Ferguson is no stranger to standing at the helm of one of the most successful operations in sport and was the manager who led Manchester United’s dominance in English football for 20 years.
His involvement in racing began on the Flat and he still has an involvement in that code, with Spirit Dancer a notable recent success having won the Bahrain International Trophy and the Neom Turf Cup over the winter.
Ferguson owns Spirit Dancer alongside Fred Done and Ged Mason, the latter of whom joins John Hales in making up the Ferguson-Mason-Hales trio that own both Protektorat and Monmiral.

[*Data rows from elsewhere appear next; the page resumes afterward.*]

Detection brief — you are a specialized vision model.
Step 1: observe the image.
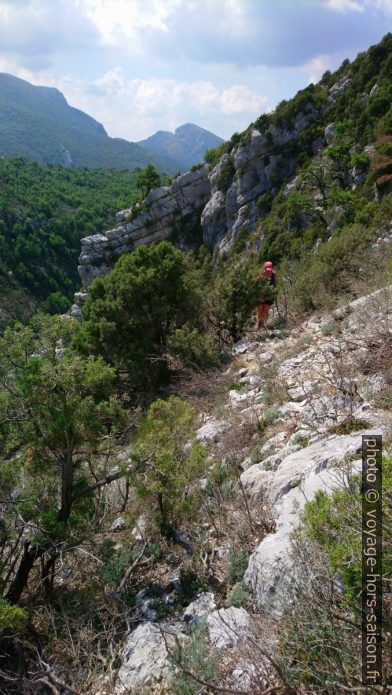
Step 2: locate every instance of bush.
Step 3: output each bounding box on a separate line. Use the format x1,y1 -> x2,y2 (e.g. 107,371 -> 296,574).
227,547 -> 249,582
226,582 -> 250,608
167,324 -> 219,368
75,241 -> 208,393
132,396 -> 206,536
210,258 -> 260,341
0,596 -> 27,636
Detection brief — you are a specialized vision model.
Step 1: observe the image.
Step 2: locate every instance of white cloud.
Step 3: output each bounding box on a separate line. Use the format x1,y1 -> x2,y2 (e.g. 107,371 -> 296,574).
89,67 -> 267,140
366,0 -> 392,15
328,0 -> 364,12
302,55 -> 331,84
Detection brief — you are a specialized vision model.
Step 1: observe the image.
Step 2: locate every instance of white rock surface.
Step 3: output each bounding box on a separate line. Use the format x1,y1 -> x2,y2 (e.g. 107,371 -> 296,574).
115,623 -> 185,695
196,417 -> 230,442
183,591 -> 216,627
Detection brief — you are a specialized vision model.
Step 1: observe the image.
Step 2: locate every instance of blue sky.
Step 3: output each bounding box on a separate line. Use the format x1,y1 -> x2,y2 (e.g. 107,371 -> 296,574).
0,0 -> 392,141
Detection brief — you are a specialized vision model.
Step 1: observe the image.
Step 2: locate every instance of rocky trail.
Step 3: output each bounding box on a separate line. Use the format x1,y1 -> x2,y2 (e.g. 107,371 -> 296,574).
101,287 -> 392,695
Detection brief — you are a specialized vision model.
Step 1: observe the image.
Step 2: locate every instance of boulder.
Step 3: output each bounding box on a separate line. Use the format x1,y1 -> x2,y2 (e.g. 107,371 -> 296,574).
324,123 -> 336,145
183,591 -> 216,627
207,607 -> 251,649
241,431 -> 382,617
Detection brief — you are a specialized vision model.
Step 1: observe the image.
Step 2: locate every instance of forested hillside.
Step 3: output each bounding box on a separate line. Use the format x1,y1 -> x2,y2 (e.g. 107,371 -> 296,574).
0,158 -> 164,316
0,73 -> 179,173
0,34 -> 392,695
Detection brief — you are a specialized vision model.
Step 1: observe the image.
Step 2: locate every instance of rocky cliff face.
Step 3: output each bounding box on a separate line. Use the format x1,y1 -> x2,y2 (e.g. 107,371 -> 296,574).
72,98 -> 324,316
99,286 -> 392,695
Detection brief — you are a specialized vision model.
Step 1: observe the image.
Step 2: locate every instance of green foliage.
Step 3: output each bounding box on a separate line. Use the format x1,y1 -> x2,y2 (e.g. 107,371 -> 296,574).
136,164 -> 161,198
304,458 -> 392,611
99,539 -> 131,587
134,396 -> 206,535
0,158 -> 145,313
227,547 -> 249,582
167,324 -> 219,368
43,292 -> 71,314
0,596 -> 27,636
171,621 -> 218,695
0,315 -> 126,601
210,258 -> 261,341
0,73 -> 178,173
204,142 -> 227,167
75,241 -> 208,393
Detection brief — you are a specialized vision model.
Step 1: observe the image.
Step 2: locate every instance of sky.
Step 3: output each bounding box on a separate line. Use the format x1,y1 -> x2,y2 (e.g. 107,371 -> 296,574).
0,0 -> 392,141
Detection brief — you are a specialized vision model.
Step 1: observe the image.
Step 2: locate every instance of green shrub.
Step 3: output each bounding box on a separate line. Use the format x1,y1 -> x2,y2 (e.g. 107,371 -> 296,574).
170,620 -> 219,695
132,396 -> 206,535
263,407 -> 280,426
75,241 -> 207,394
0,596 -> 27,636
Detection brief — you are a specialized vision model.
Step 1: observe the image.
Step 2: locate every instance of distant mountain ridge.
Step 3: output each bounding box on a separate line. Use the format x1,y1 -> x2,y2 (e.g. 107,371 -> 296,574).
137,123 -> 224,169
0,73 -> 180,174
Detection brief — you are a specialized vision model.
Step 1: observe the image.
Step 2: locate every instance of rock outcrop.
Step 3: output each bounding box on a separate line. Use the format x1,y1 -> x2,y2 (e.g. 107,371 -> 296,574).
115,623 -> 185,695
78,167 -> 210,287
71,99 -> 324,318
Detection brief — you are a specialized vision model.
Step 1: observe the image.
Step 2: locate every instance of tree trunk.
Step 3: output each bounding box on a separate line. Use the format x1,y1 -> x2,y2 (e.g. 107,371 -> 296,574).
58,449 -> 73,521
5,541 -> 45,603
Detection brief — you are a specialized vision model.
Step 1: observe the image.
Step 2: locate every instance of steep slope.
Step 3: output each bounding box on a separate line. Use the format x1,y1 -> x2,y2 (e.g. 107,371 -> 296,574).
0,73 -> 179,173
74,34 -> 392,316
137,123 -> 223,169
0,157 -> 155,320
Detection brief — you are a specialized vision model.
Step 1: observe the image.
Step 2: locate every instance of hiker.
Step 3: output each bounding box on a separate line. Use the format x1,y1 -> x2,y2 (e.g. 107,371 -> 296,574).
257,261 -> 277,329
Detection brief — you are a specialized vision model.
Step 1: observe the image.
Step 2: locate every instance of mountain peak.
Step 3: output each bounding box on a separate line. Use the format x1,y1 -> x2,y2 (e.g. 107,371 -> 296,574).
138,123 -> 224,169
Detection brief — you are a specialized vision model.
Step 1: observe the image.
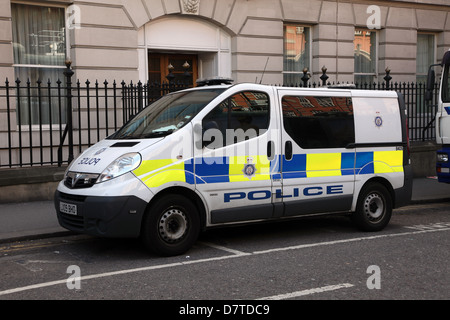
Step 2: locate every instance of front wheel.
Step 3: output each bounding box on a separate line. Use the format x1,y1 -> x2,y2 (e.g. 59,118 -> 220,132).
351,183 -> 392,231
142,194 -> 200,256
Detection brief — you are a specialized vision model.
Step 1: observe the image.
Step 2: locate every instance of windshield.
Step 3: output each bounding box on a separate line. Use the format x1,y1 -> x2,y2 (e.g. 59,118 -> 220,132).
111,88 -> 226,139
442,64 -> 450,102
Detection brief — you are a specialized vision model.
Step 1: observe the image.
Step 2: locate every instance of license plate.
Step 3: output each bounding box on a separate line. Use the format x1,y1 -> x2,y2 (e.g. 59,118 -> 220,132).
59,201 -> 77,216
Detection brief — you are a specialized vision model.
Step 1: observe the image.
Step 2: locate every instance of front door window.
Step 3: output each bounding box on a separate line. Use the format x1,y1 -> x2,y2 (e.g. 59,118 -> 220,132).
148,53 -> 198,86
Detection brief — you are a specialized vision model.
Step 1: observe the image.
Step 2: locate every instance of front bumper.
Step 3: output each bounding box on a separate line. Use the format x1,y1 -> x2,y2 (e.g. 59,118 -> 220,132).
54,190 -> 147,238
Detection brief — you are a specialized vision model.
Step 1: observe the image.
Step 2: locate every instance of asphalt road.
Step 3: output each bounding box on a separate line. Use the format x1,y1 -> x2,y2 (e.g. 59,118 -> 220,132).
0,203 -> 450,306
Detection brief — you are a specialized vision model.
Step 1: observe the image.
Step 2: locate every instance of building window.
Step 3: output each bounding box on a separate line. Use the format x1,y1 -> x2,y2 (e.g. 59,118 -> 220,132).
416,33 -> 436,82
283,25 -> 311,84
11,3 -> 66,124
353,29 -> 377,85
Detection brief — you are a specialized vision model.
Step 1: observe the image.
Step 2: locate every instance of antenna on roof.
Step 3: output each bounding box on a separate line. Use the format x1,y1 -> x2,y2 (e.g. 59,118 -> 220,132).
259,57 -> 270,84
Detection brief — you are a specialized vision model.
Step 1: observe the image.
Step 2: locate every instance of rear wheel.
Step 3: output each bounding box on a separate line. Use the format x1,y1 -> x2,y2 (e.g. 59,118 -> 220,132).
352,183 -> 392,231
142,194 -> 200,256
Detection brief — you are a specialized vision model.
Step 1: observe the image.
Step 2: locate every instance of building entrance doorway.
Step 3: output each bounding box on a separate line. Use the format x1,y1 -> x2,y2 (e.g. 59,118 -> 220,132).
148,52 -> 198,86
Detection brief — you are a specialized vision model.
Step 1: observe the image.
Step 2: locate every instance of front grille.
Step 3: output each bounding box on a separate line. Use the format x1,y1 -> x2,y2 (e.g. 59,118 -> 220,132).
59,212 -> 84,231
64,171 -> 99,189
59,192 -> 87,202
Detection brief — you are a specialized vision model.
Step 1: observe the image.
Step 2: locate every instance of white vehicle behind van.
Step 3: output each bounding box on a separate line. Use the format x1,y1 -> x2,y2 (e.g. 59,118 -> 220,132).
55,84 -> 412,255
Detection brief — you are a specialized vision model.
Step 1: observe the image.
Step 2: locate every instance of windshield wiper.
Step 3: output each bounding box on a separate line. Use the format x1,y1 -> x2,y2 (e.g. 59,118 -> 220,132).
141,129 -> 175,138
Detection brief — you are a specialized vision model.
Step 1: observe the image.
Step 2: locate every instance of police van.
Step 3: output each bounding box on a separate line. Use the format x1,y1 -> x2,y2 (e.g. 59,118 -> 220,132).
55,84 -> 412,255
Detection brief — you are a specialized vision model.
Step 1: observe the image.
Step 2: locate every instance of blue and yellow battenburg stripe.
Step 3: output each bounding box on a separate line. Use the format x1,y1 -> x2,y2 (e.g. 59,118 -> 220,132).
134,150 -> 403,188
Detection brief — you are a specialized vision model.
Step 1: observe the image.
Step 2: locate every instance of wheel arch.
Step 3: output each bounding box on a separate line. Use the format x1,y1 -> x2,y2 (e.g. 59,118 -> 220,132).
142,186 -> 206,234
352,177 -> 395,211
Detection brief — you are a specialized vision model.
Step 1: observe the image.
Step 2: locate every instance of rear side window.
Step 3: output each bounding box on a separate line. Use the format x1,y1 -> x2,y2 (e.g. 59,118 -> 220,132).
282,96 -> 355,149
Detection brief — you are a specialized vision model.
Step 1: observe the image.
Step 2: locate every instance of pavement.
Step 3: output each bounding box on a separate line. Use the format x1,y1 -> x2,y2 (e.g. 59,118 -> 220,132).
0,177 -> 450,243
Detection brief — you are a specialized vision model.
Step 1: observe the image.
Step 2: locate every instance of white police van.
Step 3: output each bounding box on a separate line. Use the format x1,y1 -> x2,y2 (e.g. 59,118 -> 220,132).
55,84 -> 412,255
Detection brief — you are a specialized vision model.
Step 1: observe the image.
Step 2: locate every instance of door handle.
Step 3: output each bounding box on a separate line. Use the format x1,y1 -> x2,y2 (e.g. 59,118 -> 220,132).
284,141 -> 292,160
267,141 -> 275,161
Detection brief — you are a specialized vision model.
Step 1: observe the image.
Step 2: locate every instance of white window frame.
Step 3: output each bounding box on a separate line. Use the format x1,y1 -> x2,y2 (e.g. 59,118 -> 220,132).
416,30 -> 437,82
281,23 -> 313,82
353,27 -> 380,85
11,1 -> 70,132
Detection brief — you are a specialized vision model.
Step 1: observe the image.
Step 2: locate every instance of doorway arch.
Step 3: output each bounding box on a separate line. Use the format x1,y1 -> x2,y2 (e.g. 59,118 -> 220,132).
138,16 -> 231,81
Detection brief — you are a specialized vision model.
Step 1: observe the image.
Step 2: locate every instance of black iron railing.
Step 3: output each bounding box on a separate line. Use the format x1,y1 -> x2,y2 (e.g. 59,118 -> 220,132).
0,63 -> 438,168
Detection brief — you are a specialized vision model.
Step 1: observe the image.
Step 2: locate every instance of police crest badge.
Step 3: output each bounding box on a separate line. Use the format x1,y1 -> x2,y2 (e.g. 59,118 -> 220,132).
242,158 -> 257,180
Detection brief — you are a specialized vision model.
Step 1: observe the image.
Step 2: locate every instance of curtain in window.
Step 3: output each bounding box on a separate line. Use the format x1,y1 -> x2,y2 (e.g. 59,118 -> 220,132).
283,26 -> 311,84
11,3 -> 66,125
416,33 -> 434,82
11,3 -> 66,66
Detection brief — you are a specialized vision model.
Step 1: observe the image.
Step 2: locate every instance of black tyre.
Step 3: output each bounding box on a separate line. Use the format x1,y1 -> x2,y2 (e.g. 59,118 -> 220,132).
141,194 -> 200,256
351,183 -> 392,231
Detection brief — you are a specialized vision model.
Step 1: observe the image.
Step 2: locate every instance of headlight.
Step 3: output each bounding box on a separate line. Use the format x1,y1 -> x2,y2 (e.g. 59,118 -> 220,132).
97,153 -> 142,183
437,153 -> 448,162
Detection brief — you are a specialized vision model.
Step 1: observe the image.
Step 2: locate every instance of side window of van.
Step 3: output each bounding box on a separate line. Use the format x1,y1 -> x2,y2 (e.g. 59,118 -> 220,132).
202,91 -> 270,149
282,96 -> 355,149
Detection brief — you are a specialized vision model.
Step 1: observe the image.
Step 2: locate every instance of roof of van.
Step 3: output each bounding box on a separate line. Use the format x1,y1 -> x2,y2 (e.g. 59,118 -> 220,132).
188,82 -> 398,97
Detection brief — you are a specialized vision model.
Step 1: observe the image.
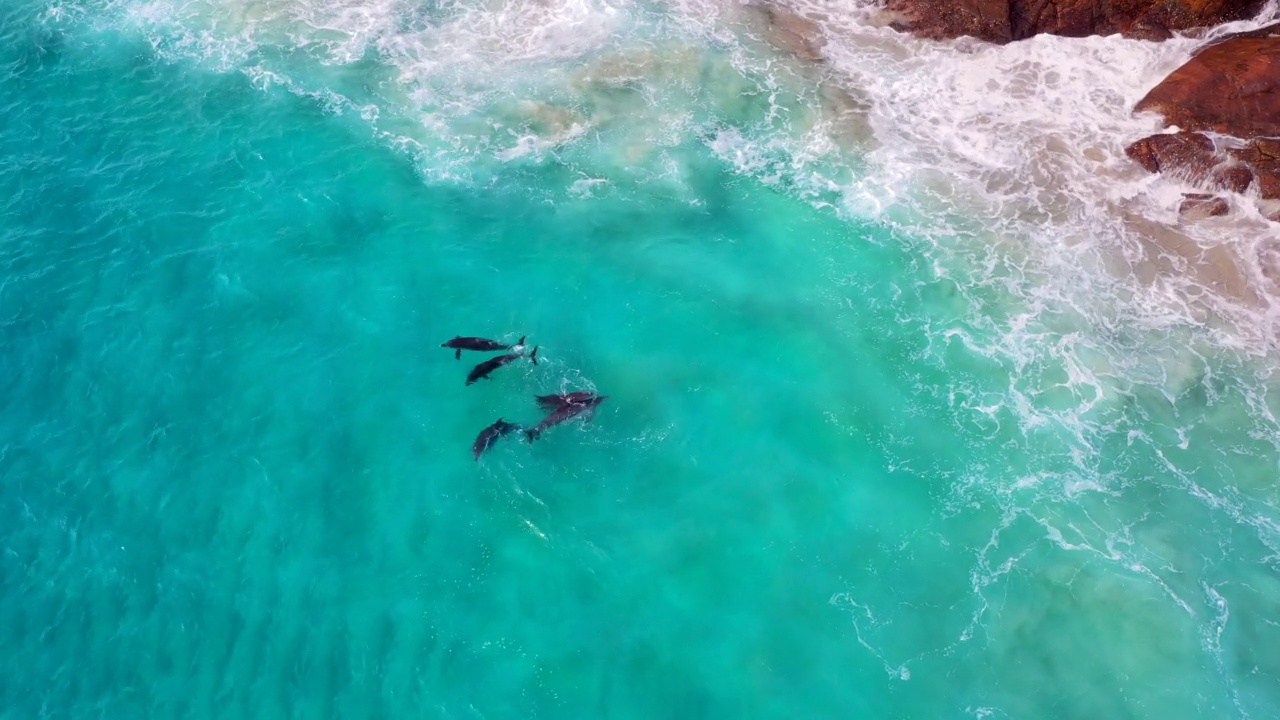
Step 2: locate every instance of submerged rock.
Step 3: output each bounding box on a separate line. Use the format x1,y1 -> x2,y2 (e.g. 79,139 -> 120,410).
1125,24 -> 1280,207
1178,192 -> 1230,215
884,0 -> 1263,42
1134,24 -> 1280,138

Monmiral landed the Pertemps at 25-1 and Protektorat was a brilliant four-length winner of the Ryanair Chase, providing Ferguson with his first and then his second Cheltenham Festival winner in quick succession.
While Ferguson’s trainers, Paul Nicholls and Dan Skelton, trained four winners and a single winner respectively, it was Willie Mullins who dominated the meeting with nine winners, six seconds and six thirds.
Among those winners was his 100th Cheltenham Festival victory, a landmark achievement that makes him the most successful trainer in the history of the fixture – a figure akin to the Ferguson of the racing world.
“What Willie Mullins is doing is fantastic, brilliant,” Ferguson said of the Closutton trainer.
“You can only admire the man.”
Ruby Walsh, former stable jockey to Mullins, identified the similarities between the role of football manager and trainer, saying: “It’s awesome, an incredible achievement as a manager, because that what he is, a sporting manager.
“He is like the CEO, his wife is the CFO, his son is the managing director and he’s doing it all.
“He’s just an incredible manager, that’s what he is and the sport is lucky to have him.
“If he was in any other sport they wouldn’t be telling him he was too dominant.
“He’s just an incredible manager, that’s what he is and the sport is lucky to have him.”